Niche Site Saturday 15
It’s the new update from the niche site challenge.
I imagine everyone knows what the niche site challenge is by now, but if not:
- It’s a part time challenge. You spend a couple of hours a day maximum building niche sites
- The goal is to create a set of sites that make money through affiliate sales
- You’re only allowed to write articles and do basic onsite optimisation. No PPC, no SEO plans, no other dastardly tricks.
- You learn to write product reviews/sales letters and build simple sites, as well as retraining your brain to understand how to make money online (as well as learning that it is possible)
Anyway, that’s the overview. In my updates, I write what I’ve been doing, random thoughts and link to random articles that’ll probably help other people who want to build niche sites.
Let’s get started.
What’s Been Going On?
I haven’t been working on my niche sites all that much. I think I wrote about 3 posts total for them this week.
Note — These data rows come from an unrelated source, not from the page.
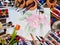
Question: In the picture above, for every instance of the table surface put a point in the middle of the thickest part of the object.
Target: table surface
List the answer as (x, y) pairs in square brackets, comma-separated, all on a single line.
[(15, 16)]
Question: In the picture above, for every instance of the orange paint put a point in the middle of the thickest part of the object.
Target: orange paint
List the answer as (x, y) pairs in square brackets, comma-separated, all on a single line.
[(17, 27)]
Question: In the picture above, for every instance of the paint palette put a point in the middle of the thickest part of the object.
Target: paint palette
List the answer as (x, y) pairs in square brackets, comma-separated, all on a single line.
[(4, 13), (53, 38)]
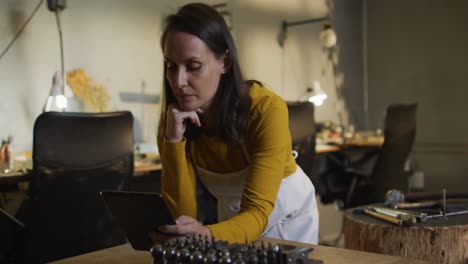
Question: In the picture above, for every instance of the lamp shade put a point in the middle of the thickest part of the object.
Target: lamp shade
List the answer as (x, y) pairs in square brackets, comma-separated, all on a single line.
[(314, 95), (328, 36)]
The project is mostly on hold while I get through other work, training (and watching the Olympics/enjoying the weather). But that’s ok, because niche sites are a long term game.
Which brings me to the topic of the day.
Niche Sites Are Long Term Endeavours
I got a perplexing comment the other day from Anon1 on this post.
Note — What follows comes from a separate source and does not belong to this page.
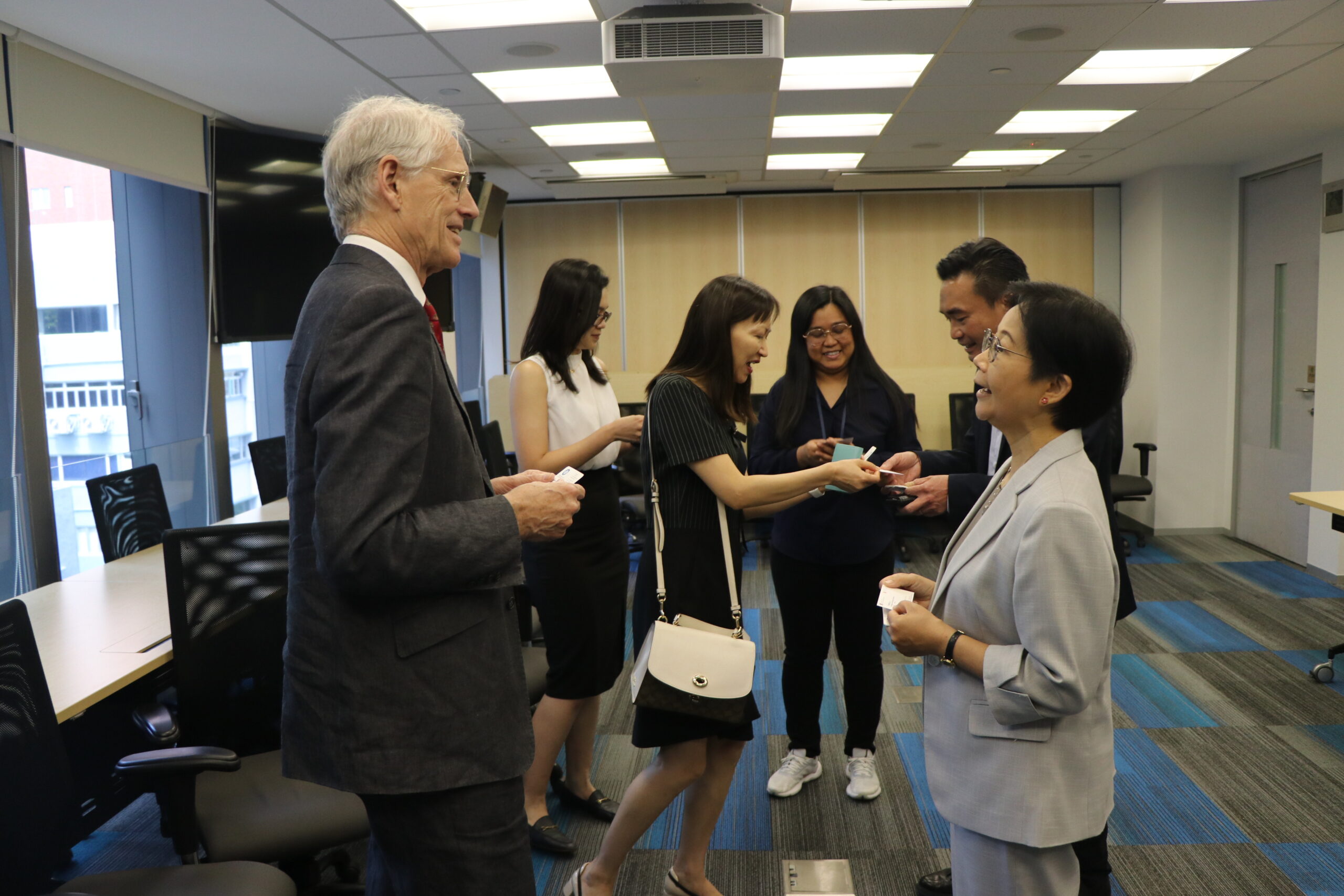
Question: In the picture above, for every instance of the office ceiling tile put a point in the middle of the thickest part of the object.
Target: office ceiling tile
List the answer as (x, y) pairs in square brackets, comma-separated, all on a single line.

Now, I’m not sure what he was getting at, but he mentioned stopping with a niche site before it reached a year old.
(Comments are welcome on this. I don’t really get it.)
Suffice to say, I don’t get rid of my niche sites within twelve months. In fact, sometimes I don’t really do anything within that first twelve months.
Remember, for a niche site to break even, you have to make about $10 if you’re on a shared hosting set up, and if not, you’ll need to make about $50.
Most niche sites can make $50 in their first year.
If they do, then keep them.
Case in point: I had a domain up for renewal this week.
I haven’t looked at that site in months. It’s part of a project that I had going on in 2014.
I haven’t written a new post for it since January 2015. It has about 100 posts, and only a few of them have any sort of affiliate links.
Here are the traffic stats:
The traffic is stable, despite my not having posted in nearly two years.(Aside: Stable traffic is how you know you’ve got enough data to work with.)
I’ve said before that once you’ve written a sales letter, it’ll work for you forever.
I get referrals to Amazon and other affiliate programs every day, even when the reviews and other sales stuff I’ve written is years old.
Anyway, this topic isn’t about me, nor is it about that one site.
The point is that when you’re creating a niche site, you’re creating a piece of digital real estate that you can keep for as long as you like.
Also, you’re gaining experience, skills and confidence as you go along. The site above… I started that before I started learning about copywriting. I had it in mind to build a product for that site that was well outside of my skillset at the time.
I could go back and write a hundred new articles for that site, and the traffic would jump. I could probably create a product for it and make it more profitable. However, there’s no hurry.
The great thing about niche sites is that you can create sales letters and leave them there until you’re ready to do something with them. Or, alternately, you could decide you don’t want a niche site to be a niche site anymore. You could change it up, release a product, and turn it into a business or authority site.
If I’d taken a different approach with my sites and said, “This site only made me a few pounds, better scrap it,” then I’d have lost out on the traffic and passive income that letting it sit there has provided. Everyone online wants passive income, so I don’t understand why so many people spend six months working on a site and then dumping it and disappearing.
Anyway – think long term. Our niche sites are about planting seeds.
Other Articles About Niche Sites
I wrote two other articles that were loosely about niche sites this week.
The page views topic is a reader question about niche sites. As I didn’t satisfactorily answer the question in that topic, I tried again and hopefully succeeded with the Meaningful Data post.
In other news, Niche Site Challenger James wrote a couple of articles that are probably relevant to you if you’re building niche sites:
Here’s one on Keyword Research, and here’s one on hosting multiple sites on a single hosting account.
Speaking of which, people keep asking me about hosting. I’ll write about that in the future. If I haven’t written about it soon, please throw a comment at me to remind me!
Another week done. They seem to go by so quickly.
Hopefully though, you’ll see after this article that whilst weeks may go by quickly, your niche sites are a permanent set of assets for your online/copywriting/business portfolio thing.